I'm still learning Perl and I have a program which is able to take a FASTA file sequence header and print only the species name within square brackets. I want to add to this code to have it also print the entire sequence associated with the species.
Here is my code:
#!/usr/bin/perl
use warnings;
my $file = 'seqs.fasta';
my $tmp = 'newseqs.fasta';
open(OUT, '>', $tmp) or die "Can't open $tmp: $!";
open(IN, '<', $file) or die "Can't open $file: $!";
while(<IN>) {
chomp;
if ( $_ =~ /\[([^]]+)\]/ ) {
print OUT "$1\n";
}
}
close(IN);
close(OUT);
Here is a sample of the original FASTA file I had:
>gi|334187971|ref|NP_001190408.1| Cam-binding protein 60-like G [Arabidopsis thaliana] >gi|332006244|gb|AED93627.1| Cam-binding protein 60-like G [Arabidopsis thaliana]

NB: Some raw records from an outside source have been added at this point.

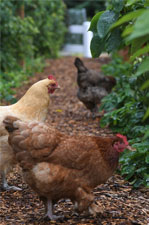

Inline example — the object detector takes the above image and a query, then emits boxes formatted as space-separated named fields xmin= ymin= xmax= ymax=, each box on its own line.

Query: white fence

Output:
xmin=63 ymin=21 xmax=93 ymax=58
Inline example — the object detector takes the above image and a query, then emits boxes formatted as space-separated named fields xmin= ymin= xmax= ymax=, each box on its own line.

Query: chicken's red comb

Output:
xmin=116 ymin=134 xmax=128 ymax=145
xmin=48 ymin=75 xmax=56 ymax=80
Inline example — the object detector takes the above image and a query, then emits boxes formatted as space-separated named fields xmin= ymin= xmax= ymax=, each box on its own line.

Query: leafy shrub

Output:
xmin=0 ymin=58 xmax=45 ymax=103
xmin=90 ymin=0 xmax=149 ymax=187
xmin=100 ymin=55 xmax=149 ymax=187
xmin=25 ymin=0 xmax=66 ymax=58
xmin=0 ymin=0 xmax=38 ymax=71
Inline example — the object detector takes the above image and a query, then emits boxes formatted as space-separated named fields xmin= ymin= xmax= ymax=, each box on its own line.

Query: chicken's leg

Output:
xmin=1 ymin=173 xmax=22 ymax=191
xmin=45 ymin=199 xmax=63 ymax=220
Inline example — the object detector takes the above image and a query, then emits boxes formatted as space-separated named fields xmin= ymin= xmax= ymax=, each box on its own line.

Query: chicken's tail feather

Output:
xmin=3 ymin=116 xmax=19 ymax=133
xmin=74 ymin=57 xmax=88 ymax=72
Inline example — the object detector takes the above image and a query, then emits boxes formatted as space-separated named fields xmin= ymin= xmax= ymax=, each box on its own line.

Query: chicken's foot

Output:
xmin=2 ymin=173 xmax=22 ymax=191
xmin=45 ymin=199 xmax=63 ymax=220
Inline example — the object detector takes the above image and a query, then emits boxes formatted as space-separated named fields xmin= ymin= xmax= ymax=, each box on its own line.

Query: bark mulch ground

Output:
xmin=0 ymin=57 xmax=149 ymax=225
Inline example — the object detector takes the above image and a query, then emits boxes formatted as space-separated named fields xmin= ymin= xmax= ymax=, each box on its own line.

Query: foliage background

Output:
xmin=0 ymin=0 xmax=66 ymax=102
xmin=90 ymin=0 xmax=149 ymax=187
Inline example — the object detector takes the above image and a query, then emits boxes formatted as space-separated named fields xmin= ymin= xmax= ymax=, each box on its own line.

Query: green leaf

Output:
xmin=126 ymin=9 xmax=149 ymax=41
xmin=141 ymin=80 xmax=149 ymax=90
xmin=112 ymin=0 xmax=125 ymax=12
xmin=89 ymin=11 xmax=104 ymax=32
xmin=126 ymin=0 xmax=140 ymax=6
xmin=145 ymin=153 xmax=149 ymax=163
xmin=122 ymin=24 xmax=133 ymax=37
xmin=106 ymin=29 xmax=122 ymax=52
xmin=134 ymin=57 xmax=149 ymax=77
xmin=97 ymin=11 xmax=118 ymax=38
xmin=130 ymin=45 xmax=149 ymax=62
xmin=143 ymin=107 xmax=149 ymax=121
xmin=111 ymin=9 xmax=145 ymax=29
xmin=131 ymin=36 xmax=149 ymax=54
xmin=90 ymin=34 xmax=105 ymax=58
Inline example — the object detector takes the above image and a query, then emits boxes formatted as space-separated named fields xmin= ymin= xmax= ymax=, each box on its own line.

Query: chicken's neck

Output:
xmin=12 ymin=85 xmax=50 ymax=121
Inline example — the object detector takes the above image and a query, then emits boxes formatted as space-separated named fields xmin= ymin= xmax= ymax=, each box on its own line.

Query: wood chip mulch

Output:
xmin=0 ymin=57 xmax=149 ymax=225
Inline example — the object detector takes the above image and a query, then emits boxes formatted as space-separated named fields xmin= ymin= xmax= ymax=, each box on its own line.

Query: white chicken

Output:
xmin=0 ymin=75 xmax=59 ymax=190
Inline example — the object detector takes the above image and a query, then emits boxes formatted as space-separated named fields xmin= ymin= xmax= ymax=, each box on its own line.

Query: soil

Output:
xmin=0 ymin=57 xmax=149 ymax=225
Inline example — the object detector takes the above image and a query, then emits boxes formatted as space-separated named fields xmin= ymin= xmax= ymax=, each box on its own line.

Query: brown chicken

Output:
xmin=4 ymin=117 xmax=133 ymax=220
xmin=0 ymin=75 xmax=58 ymax=190
xmin=74 ymin=58 xmax=116 ymax=118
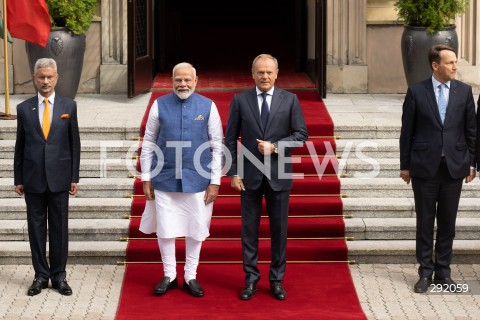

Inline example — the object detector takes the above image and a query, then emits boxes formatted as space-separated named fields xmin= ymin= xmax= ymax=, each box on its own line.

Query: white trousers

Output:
xmin=158 ymin=237 xmax=202 ymax=283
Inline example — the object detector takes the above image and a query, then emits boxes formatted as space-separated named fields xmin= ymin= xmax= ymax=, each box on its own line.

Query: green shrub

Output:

MKIRNSPSFHGGSGYSVFRARNLTFKKVVKKVMRDQSNNQFMIQMENMIRRIVREEIQRSLQPFLSSSCVSMERSRSETP
SSRSRLKLCFINSPPSSIFTGSKIEAEDGSPLVIELVDATTNTLVSTGPFSSSRVELVPLNADFTEESWTVEGFNRNILT
QREGKRPLLTGDLTVMLKNGVGVITGDIAFSDNSSWTRSRKFRLGAKLTGDGAVEARSEAFGCRDQRGESYKKHHPPCPS
DEVWRLEKIAKDGVSATRLAERKILTVKDFRRLYTIIGAGVSKKTWNTIVSHAMDCVLDETECYIYNANTPGVTLLFNSV
YELIRVSFNGNDIQNLDQPILDQLKAEAYQNLNRITAVNDRTFVGHPQRSLQCPQDPGFVVTCSGSQHIDFQGSLDPSSS
SMALCHKASSSTVHPDVLMSFDNSSTARFHIDKKFLPTFGNSFKVSELDQVHGKSQTVVTKGCIENNEEDENAFSYHHHD
DMTSSWSPGTHQAVETMFLTVSETEEAGMFDVHFANVNLGSPRARWCKVKAAFKVRAAFKEVRRHTTARNPREGL
Currently, the output only pulls the species name Arabidopsis thaliana
However, I want it to print properly in a fasta file as such:
>Arabidopsis thaliana
MKIRNSPSFHGGSGYSVFRARNLTFKKVVKKVMRDQSNNQFMIQMENMIRRIVREEIQRSLQPFLSSSCVSMERSRSETP
SSRSRLKLCFINSPPSSIFTGSKIEAEDGSPLVIELVDATTNTLVSTGPFSSSRVELVPLNADFTEESWTVEGFNRNILT
QREGKRPLLTGDLTVMLKNGVGVITGDIAFSDNSSWTRSRKFRLGAKLTGDGAVEARSEAFGCRDQRGESYKKHHPPCPS
DEVWRLEKIAKDGVSATRLAERKILTVKDFRRLYTIIGAGVSKKTWNTIVSHAMDCVLDETECYIYNANTPGVTLLFNSV
YELIRVSFNGNDIQNLDQPILDQLKAEAYQNLNRITAVNDRTFVGHPQRSLQCPQDPGFVVTCSGSQHIDFQGSLDPSSS
SMALCHKASSSTVHPDVLMSFDNSSTARFHIDKKFLPTFGNSFKVSELDQVHGKSQTVVTKGCIENNEEDENAFSYHHHD
DMTSSWSPGTHQAVETMFLTVSETEEAGMFDVHFANVNLGSPRARWCKVKAAFKVRAAFKEVRRHTTARNPREGL
Could you suggest ways to modify the code to achieve this?